I am trying to route 2 LANs over 2 ISP connections. I want servers on LAN1 to route over a more expensive internet connection and users on LAN2 to route over a cheaper route. This mostly works but it breaks routing between the LANs.
To complicate matters the public server IPs are 1:1 NATs from the ISP.
How can I get this to work without breaking the routing between the LANs?
/ip address
# 1:1 NAT IPs from expensive ISP
add address=154.xxx.xxx.2/xx interface=Lo0 network=154.xxx.xxx.xxx
add address=154.xxx.xxx.3/xx interface=Lo0 network=154.xxx.xxx.xxx
add address=154.xxx.xxx.4/xx interface=Lo0 network=154.xxx.xxx.xxx
# actual IP address at expensive ISP
add address=197.xxx.xxx.2/xx interface=ether1 network=197.xxx.xxx.xxx
# IP address at cheap ISP
add address=172.160.0.2/16 interface=ether2 network=172.160.0.0
# lan IP addresses
add address=192.168.1.0/24 interface=ether3 network=192.168.1.0
add address=192.168.2.0/24 interface=ether4 network=192.168.2.0
/ip firewall mangle
add action=mark-routing chain=prerouting new-routing-mark=lan1 passthrough=yes src-address=192.168.1.0/24
add action=mark-routing chain=prerouting new-routing-mark=lan2 passthrough=yes src-address=192.168.2.0/24
/ip route
# route servers over expensive route
add distance=1 gateway=197.xxx.xxx.xxx routing-mark=lan1
# route users over cheap route
add distance=1 gateway=172.16.0.1 routing-mark=lan2
/ip firewall nat
# src NAT server IPs back to 1:1 IPs
add action=src-nat chain=srcnat protocol=tcp src-address=192.168.1.2 to-addresses=154.xxx.xxx.2
add action=src-nat chain=srcnat protocol=tcp src-address=192.168.1.3 to-addresses=154.xxx.xxx.3
add action=src-nat chain=srcnat protocol=tcp src-address=192.168.1.4 to-addresses=154.xxx.xxx.4
# Masquerade user traffic
add action=masquerage chain=srcnat out-interface=ether2 src-address=192.168.2.0/24
The problem I was having is that the srcnat for I needed for 1:1 at the ISP was also NATing traffic from LAN1 to LAN2. There are probably better solutions with packet marking or something, but adding an accept rule to the src-nat chain before srcnat happens seems to work.
So my NAT rules look like this now:
# src NAT server IPs back to 1:1 IPs for internet, but do not NAT server traffic to LAN
add action=accept chain=srcnat comment="Do not NAT test-web forward" dst-address=192.168.2.0/24 src-address=192.168.1.0/24
# LAN traffic accounted for, now do srcnats for 1:1
add action=src-nat chain=srcnat protocol=tcp src-address=192.168.1.2 to-addresses=154.xxx.xxx.2
add action=src-nat chain=srcnat protocol=tcp src-address=192.168.1.3 to-addresses=154.xxx.xxx.3
add action=src-nat chain=srcnat protocol=tcp src-address=192.168.1.4 to-addresses=154.xxx.xxx.4
Possibly better but untested is to exclude LAN2 in the src-nat rule:
# src NAT server IPs back to 1:1 IPs for internet, but do not NAT server traffic to LAN
add action=src-nat chain=srcnat dst-address=!192.168.2.0/24 protocol=tcp src-address=192.168.1.2 to-addresses=154.xxx.xxx.2
add action=src-nat chain=srcnat dst-address=!192.168.2.0/24 protocol=tcp src-address=192.168.1.3 to-addresses=154.xxx.xxx.3
add action=src-nat chain=srcnat dst-address=!192.168.2.0/24 protocol=tcp src-address=192.168.1.4 to-addresses=154.xxx.xxx.4
Finally got a chance to try this out and it doesn’t work.
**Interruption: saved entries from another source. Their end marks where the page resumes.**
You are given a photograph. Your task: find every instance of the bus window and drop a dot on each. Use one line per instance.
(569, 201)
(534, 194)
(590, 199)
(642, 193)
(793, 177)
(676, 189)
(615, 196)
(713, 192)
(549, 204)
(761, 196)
The second route shows blue in the GUI and some reading says this route will never be used. I will try again tomorrow with packet marks and will hopefully be able to force the 2nd route.
Got this working with by fixing my mangle rule. What I was missing is that traffic for 192.168.2.0 from 192.168.1.0 was also getting NAT according to my packet mark.